The Last Dance racconta la stagione NBA 1997-1998, l’ultima per Jordan e per l’imbattibile formazione dei Chicago Bulls formata, tra gli altri, anche dai fortissimi Scottie Pippen, Dennis Rodman e Steve Kerr; il racconto di quel campionato è una cornice che permette continui salti indietro nel tempo, a ripercorrere tutta la carriera di Jordan (e, in misura minore, degli altri), e a resuscitare vividamente la cultura e lo spirito di anni 90 che oggi sembrano lontanissimi. The Last Dance è di grande intrattenimento e ha il grande merito di saper coinvolgere, oltre agli appassionati, anche chi non ha alcun interesse nel basket o, più in generale, nello sport: le gesta di Jordan & compagni sono raccontate come farebbe un’antica leggenda e, contemporaneamente, una serie piena d’intrighi tipo Il trono di spade.
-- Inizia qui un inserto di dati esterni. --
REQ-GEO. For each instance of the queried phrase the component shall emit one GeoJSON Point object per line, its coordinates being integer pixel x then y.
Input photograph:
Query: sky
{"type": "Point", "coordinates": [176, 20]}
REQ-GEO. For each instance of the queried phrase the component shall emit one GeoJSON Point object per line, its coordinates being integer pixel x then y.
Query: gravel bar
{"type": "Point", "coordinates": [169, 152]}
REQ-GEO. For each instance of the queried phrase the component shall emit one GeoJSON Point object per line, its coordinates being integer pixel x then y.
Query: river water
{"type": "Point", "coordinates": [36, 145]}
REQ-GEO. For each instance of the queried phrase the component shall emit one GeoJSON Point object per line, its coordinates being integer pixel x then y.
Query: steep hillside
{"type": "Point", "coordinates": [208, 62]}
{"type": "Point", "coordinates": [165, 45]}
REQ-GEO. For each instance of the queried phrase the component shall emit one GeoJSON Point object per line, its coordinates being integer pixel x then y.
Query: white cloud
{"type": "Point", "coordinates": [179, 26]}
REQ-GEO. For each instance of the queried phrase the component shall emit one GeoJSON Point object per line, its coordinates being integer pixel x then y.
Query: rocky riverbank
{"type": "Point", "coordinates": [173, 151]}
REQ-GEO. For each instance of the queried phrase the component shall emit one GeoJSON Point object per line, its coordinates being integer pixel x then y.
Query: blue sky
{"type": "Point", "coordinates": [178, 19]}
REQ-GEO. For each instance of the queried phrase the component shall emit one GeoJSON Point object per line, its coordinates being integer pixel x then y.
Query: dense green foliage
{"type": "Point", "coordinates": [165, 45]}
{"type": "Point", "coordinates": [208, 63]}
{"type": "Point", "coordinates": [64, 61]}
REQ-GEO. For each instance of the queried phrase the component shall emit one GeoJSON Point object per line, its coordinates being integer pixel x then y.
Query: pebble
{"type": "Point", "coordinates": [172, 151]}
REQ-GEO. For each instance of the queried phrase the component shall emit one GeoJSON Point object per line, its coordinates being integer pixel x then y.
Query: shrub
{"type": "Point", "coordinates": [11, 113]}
Ma, inevitabilmente, finisce per sfiorare l’agiografia di Jordan e, significativamente, la questione razziale non viene toccata quasi mai – nemmeno per ricordare come la potente industria sportiva americana sia un ennesimo territorio in cui uomini bianchi, ricchi e potenti, sfruttano i corpi delle persone nere, argomento di cui parla High Flying Bird, uno degli ultimi film di Steven Soderbergh, anche questo distribuito da Netflix.
Qualche anno fa, sempre ESPN realizzò una miniserie sportiva molto più rivoluzionaria, purtroppo mai distribuita in Italia (ma online trovate il dvd): OJ.: Made in America, che ripercorrendo la parabola di O.J. Simpson, dagli esordi al caso giudiziario fino a oggi, si preoccupava di inquadrare nel contesto sociale statunitense la figura di una star sportiva che prima dichiarava con strafottenza “io non sono nero, sono OJ” e per cui poi l’appartenenza etnica giocò un ruolo cruciale nel processo e nell’immaginario collettivo.
Del caso OJ Simpson si occupa anche la prima stagione di American Crime Story, su Netflix, e – sempre su Netflix – trovate l’interessantissimo (e in questi giorni imprescindibile) documentario LA 92, sulle rivolte di Los Angeles del 1992. Sulla piattaforma streaming, poi, un’altra miniserie assolutamente da vedere, per capire le proteste di questi giorni: When They See Us della regista afroamericana Ava DuVernay, sulla storia dei cinque ragazzini neri ingiustamente condannati per lo stupro di una donna bianca a Central Park, da guardare in coppia col doc XIII Emendamento, della stessa regista, sulla situazione delle carceri americane. Solo alcuni consigli di visione per comprendere come si è arrivati alle proteste di oggi, e perché, senza giustizia, non può esserci pace.